水掛け不動で有名な法善寺や、ミナミの繁華街千日前の場所はみなさんよくご存知ですが、きょうはちょっぴりマニアックなルートでご案内しましょう。

まず、巨大な蟹で有名な「かに道楽」を目印に、道頓堀筋をぶらぶら東に向かってください。
インバウンドのさまざまな楽しみ方を見てこちらも和みながら進むと、すぐに右手「道頓堀今井」の店舗が見えます。
出汁の香りのいい大阪うどんの店です。
そのすぐ横に細い道が見つかりますか?
これが浮世小路です。明治〜昭和の道頓堀の風情が感じられる仕掛けが施されている楽しい通りです。
ここを通り抜けましょう。

下の絵図はこの小路に貼ってあったものを撮影しました。
明治時代末期のこのエリアを復元し絵図ですが、「中座」「今井楽器店(現在の「道頓堀今井」)」の右側に小道があることがわかります。
江戸時代から存在していたことがわかっているこの小路こそ、千日墓への近道だったのです。
(確証はありませんが、メインの道は現在の千日前筋だったと思われます。)


大阪近代史フィールドワーク:6 「幽界テーマパーク千日墓」




小路を抜けると、そこはもう法善寺横丁です。
右に折れてすぐ左に曲がると、法善寺(千日寺)に出会います。
境内のお初天神や水掛け不動(巻頭写真)への参拝客が今も絶えません。

この寺はかつてはもっと広い境内(現在の法善寺横丁くらいの)を有していました。
法善寺横丁を東に進みます。高い塀に囲まれているところは墓所です。ここが大阪七墓の名残ではないかという人もいます。内部は見られません。
千日前筋に出ます。
ここから南に折れます。
江戸時代には、この法善寺付近から先こそが幽界でした。
怖いもの見たさの町人にとっての。

ここで、皆さんには「十三の今昔を歩こう」ブログさんが、ここ千日墓所について書かれたページをぜひご覧いただければと思います。下の図はそこから引用させていただいたものです。このブログ主さんの調査研究にはおおいにお世話になりました。

この絵図にはありませんが、手前に法善寺があります。
そして南に向かって右側に竹林寺、左側に自安寺。
ここで黒門が見えます。
黒門の先には刑場があり、東西に広大な墓地があります。
その先の三途の川の手前に迎仏(むかえぼとけ)が待ち受けています。
そこを越えたところに祭場、焼場、灰山が描かれています。


大阪近代史フィールドワーク:6 「幽界テーマパーク千日墓」




1972年5月、千日前デパートが火災を起こし、118人が犠牲になる大惨事が起きました。日本ドリーム観光が所有していたこの複合ビルの立っていた場所には、元は大阪歌舞伎座がありました。その前は楽天地という大繁盛した歓楽ビル。さらにその前(明治三年まで)には千日墓がありました。
墓地の全てが刑場だったという誤解がありましたから、火災はすでに戦後だったにもかかわらず、処刑者の祟(たた)りだという噂が流れたものです。

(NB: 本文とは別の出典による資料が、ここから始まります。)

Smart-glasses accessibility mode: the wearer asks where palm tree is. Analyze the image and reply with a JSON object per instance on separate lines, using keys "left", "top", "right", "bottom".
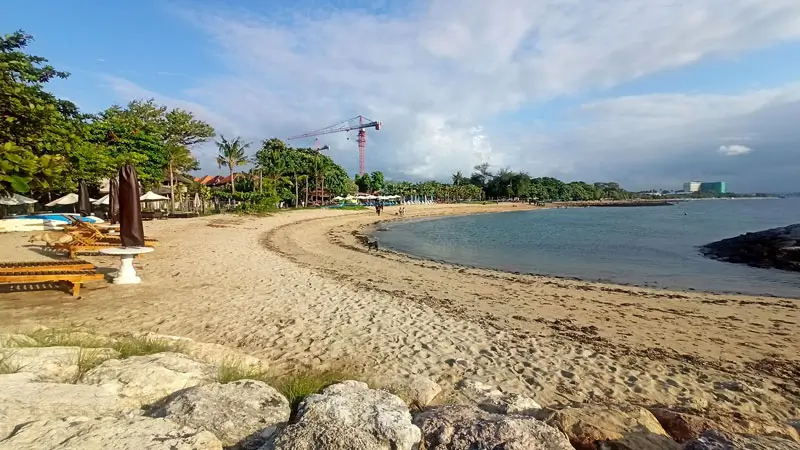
{"left": 215, "top": 135, "right": 250, "bottom": 194}
{"left": 165, "top": 144, "right": 198, "bottom": 212}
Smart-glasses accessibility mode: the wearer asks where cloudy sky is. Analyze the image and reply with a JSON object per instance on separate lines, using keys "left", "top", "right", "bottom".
{"left": 5, "top": 0, "right": 800, "bottom": 192}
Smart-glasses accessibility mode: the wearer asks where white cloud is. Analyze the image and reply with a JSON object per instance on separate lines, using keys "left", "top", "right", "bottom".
{"left": 99, "top": 0, "right": 800, "bottom": 190}
{"left": 718, "top": 144, "right": 753, "bottom": 156}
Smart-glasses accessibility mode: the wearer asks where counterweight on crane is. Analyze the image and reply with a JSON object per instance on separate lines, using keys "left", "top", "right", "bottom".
{"left": 287, "top": 115, "right": 381, "bottom": 175}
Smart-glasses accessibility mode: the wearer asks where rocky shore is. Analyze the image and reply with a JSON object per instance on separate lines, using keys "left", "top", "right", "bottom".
{"left": 2, "top": 328, "right": 799, "bottom": 450}
{"left": 700, "top": 224, "right": 800, "bottom": 272}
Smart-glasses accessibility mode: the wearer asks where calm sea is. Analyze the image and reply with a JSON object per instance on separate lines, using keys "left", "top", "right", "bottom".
{"left": 375, "top": 198, "right": 800, "bottom": 298}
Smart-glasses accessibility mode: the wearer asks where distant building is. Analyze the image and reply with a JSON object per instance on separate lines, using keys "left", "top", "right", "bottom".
{"left": 699, "top": 181, "right": 727, "bottom": 194}
{"left": 683, "top": 181, "right": 702, "bottom": 193}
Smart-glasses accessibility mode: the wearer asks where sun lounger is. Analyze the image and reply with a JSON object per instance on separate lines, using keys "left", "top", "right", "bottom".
{"left": 0, "top": 260, "right": 94, "bottom": 273}
{"left": 0, "top": 264, "right": 104, "bottom": 297}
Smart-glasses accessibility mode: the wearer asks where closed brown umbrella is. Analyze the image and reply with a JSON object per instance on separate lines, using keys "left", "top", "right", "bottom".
{"left": 108, "top": 178, "right": 120, "bottom": 225}
{"left": 77, "top": 180, "right": 91, "bottom": 217}
{"left": 118, "top": 164, "right": 145, "bottom": 247}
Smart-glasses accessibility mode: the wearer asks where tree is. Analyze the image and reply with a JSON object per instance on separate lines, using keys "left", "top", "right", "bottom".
{"left": 215, "top": 135, "right": 250, "bottom": 194}
{"left": 163, "top": 109, "right": 214, "bottom": 210}
{"left": 98, "top": 100, "right": 214, "bottom": 208}
{"left": 369, "top": 171, "right": 385, "bottom": 192}
{"left": 451, "top": 171, "right": 467, "bottom": 186}
{"left": 0, "top": 30, "right": 76, "bottom": 194}
{"left": 354, "top": 173, "right": 372, "bottom": 193}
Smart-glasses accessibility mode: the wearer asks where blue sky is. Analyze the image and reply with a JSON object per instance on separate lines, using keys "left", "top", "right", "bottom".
{"left": 5, "top": 0, "right": 800, "bottom": 192}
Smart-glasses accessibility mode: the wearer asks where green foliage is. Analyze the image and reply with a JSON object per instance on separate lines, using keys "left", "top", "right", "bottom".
{"left": 0, "top": 31, "right": 215, "bottom": 196}
{"left": 215, "top": 135, "right": 250, "bottom": 194}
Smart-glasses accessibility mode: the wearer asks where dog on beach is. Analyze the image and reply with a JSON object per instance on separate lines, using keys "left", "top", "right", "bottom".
{"left": 367, "top": 240, "right": 379, "bottom": 251}
{"left": 28, "top": 232, "right": 74, "bottom": 247}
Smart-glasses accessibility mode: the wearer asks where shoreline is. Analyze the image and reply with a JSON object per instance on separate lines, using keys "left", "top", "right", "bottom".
{"left": 265, "top": 203, "right": 799, "bottom": 421}
{"left": 0, "top": 204, "right": 798, "bottom": 424}
{"left": 362, "top": 206, "right": 798, "bottom": 299}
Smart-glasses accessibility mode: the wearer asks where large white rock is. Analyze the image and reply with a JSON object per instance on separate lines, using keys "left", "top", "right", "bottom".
{"left": 456, "top": 379, "right": 542, "bottom": 415}
{"left": 149, "top": 380, "right": 290, "bottom": 449}
{"left": 262, "top": 380, "right": 421, "bottom": 450}
{"left": 80, "top": 352, "right": 217, "bottom": 405}
{"left": 0, "top": 346, "right": 119, "bottom": 383}
{"left": 372, "top": 374, "right": 442, "bottom": 408}
{"left": 0, "top": 416, "right": 222, "bottom": 450}
{"left": 0, "top": 372, "right": 134, "bottom": 441}
{"left": 414, "top": 405, "right": 573, "bottom": 450}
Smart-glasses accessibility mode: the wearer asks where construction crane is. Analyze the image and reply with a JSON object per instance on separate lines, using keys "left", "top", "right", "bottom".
{"left": 287, "top": 115, "right": 381, "bottom": 175}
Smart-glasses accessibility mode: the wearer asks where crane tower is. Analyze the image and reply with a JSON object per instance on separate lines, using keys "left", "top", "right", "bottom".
{"left": 287, "top": 115, "right": 381, "bottom": 175}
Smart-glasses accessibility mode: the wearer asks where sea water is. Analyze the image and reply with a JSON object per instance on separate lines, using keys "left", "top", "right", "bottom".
{"left": 375, "top": 198, "right": 800, "bottom": 298}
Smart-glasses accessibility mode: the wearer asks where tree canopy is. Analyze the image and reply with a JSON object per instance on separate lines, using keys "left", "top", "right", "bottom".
{"left": 0, "top": 30, "right": 215, "bottom": 196}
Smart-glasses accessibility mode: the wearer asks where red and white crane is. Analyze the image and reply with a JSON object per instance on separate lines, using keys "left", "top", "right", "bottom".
{"left": 287, "top": 115, "right": 381, "bottom": 175}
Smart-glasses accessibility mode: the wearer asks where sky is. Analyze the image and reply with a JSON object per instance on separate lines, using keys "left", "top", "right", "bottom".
{"left": 4, "top": 0, "right": 800, "bottom": 192}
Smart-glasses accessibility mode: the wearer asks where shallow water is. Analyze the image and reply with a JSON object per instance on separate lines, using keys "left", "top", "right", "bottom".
{"left": 376, "top": 198, "right": 800, "bottom": 298}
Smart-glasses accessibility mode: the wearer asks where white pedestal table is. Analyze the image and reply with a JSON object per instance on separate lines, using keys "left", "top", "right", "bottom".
{"left": 99, "top": 247, "right": 154, "bottom": 284}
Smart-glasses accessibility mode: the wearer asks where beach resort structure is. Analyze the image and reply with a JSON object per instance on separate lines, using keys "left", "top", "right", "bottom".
{"left": 683, "top": 180, "right": 727, "bottom": 194}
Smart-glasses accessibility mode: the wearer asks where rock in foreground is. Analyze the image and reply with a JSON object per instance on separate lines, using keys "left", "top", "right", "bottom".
{"left": 700, "top": 224, "right": 800, "bottom": 271}
{"left": 683, "top": 429, "right": 800, "bottom": 450}
{"left": 81, "top": 352, "right": 217, "bottom": 405}
{"left": 148, "top": 380, "right": 290, "bottom": 450}
{"left": 262, "top": 380, "right": 420, "bottom": 450}
{"left": 414, "top": 405, "right": 573, "bottom": 450}
{"left": 535, "top": 404, "right": 678, "bottom": 450}
{"left": 0, "top": 416, "right": 222, "bottom": 450}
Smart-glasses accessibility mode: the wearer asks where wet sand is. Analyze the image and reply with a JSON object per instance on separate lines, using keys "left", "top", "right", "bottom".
{"left": 0, "top": 204, "right": 797, "bottom": 422}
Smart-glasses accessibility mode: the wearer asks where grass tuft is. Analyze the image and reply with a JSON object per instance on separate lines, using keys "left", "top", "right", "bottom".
{"left": 23, "top": 328, "right": 110, "bottom": 348}
{"left": 217, "top": 358, "right": 270, "bottom": 384}
{"left": 73, "top": 348, "right": 114, "bottom": 383}
{"left": 110, "top": 336, "right": 187, "bottom": 359}
{"left": 217, "top": 359, "right": 364, "bottom": 412}
{"left": 0, "top": 352, "right": 21, "bottom": 375}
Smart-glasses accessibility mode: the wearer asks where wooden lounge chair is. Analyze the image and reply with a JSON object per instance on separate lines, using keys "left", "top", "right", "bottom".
{"left": 0, "top": 262, "right": 104, "bottom": 297}
{"left": 56, "top": 217, "right": 158, "bottom": 258}
{"left": 0, "top": 260, "right": 94, "bottom": 273}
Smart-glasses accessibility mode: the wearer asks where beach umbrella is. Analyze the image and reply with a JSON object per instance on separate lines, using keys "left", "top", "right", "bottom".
{"left": 193, "top": 192, "right": 201, "bottom": 211}
{"left": 118, "top": 164, "right": 145, "bottom": 247}
{"left": 78, "top": 180, "right": 91, "bottom": 217}
{"left": 92, "top": 194, "right": 110, "bottom": 205}
{"left": 139, "top": 191, "right": 169, "bottom": 201}
{"left": 45, "top": 193, "right": 79, "bottom": 207}
{"left": 109, "top": 177, "right": 120, "bottom": 225}
{"left": 0, "top": 193, "right": 37, "bottom": 206}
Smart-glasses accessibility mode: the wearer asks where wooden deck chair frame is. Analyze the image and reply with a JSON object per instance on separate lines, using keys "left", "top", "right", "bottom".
{"left": 0, "top": 268, "right": 104, "bottom": 297}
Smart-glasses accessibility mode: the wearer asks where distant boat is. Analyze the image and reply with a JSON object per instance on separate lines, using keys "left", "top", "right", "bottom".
{"left": 0, "top": 213, "right": 104, "bottom": 233}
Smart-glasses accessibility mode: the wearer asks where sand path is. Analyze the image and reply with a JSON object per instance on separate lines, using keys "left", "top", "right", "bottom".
{"left": 0, "top": 204, "right": 797, "bottom": 422}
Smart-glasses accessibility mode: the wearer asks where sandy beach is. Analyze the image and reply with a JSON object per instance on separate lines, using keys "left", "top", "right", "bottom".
{"left": 0, "top": 204, "right": 797, "bottom": 423}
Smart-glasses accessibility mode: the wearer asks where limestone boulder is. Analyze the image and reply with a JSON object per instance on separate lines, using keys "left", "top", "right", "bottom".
{"left": 148, "top": 380, "right": 290, "bottom": 450}
{"left": 456, "top": 379, "right": 542, "bottom": 415}
{"left": 0, "top": 333, "right": 37, "bottom": 347}
{"left": 372, "top": 374, "right": 441, "bottom": 407}
{"left": 262, "top": 380, "right": 420, "bottom": 450}
{"left": 535, "top": 404, "right": 678, "bottom": 450}
{"left": 136, "top": 332, "right": 266, "bottom": 369}
{"left": 683, "top": 429, "right": 800, "bottom": 450}
{"left": 0, "top": 416, "right": 222, "bottom": 450}
{"left": 81, "top": 352, "right": 217, "bottom": 405}
{"left": 649, "top": 408, "right": 800, "bottom": 443}
{"left": 414, "top": 405, "right": 573, "bottom": 450}
{"left": 0, "top": 372, "right": 134, "bottom": 441}
{"left": 0, "top": 346, "right": 119, "bottom": 383}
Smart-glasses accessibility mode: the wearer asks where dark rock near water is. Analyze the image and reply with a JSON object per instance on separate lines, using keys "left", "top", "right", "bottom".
{"left": 700, "top": 224, "right": 800, "bottom": 272}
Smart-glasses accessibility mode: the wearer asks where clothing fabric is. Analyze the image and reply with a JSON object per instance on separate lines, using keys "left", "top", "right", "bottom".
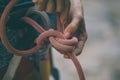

刑場が整備されたのは上記の徳川による墓地整理に伴う事業でしたから、もちろん江戸時代初期のことです。
獄門(打ち首)、晒し首に特化したこの刑場(=せんにち)の周囲には、寺院、葬祭場、墓地(=千日墓)、火葬場、灰山までそろい、それはあたかも幽界のテーマパークでした。
怖い、でも興味がある、というわけで、江戸時代後半には周辺に夜店や見世物小屋まで並ぶようになった別世界だったといいます。
江戸時代の処刑は原則的に公開だったことを思い出してください。

処刑に当たる者も墓地や灰山を管理する者はすべて非人、賎民が担っていました。

墓地のすぐ西側に難波新地という大規模な色街があったことも忘れるわけにはいきません。
都会における「死」と「性(生)」、「聖」と「賎」とはいつもセットで、町の周縁部に用意されるのです。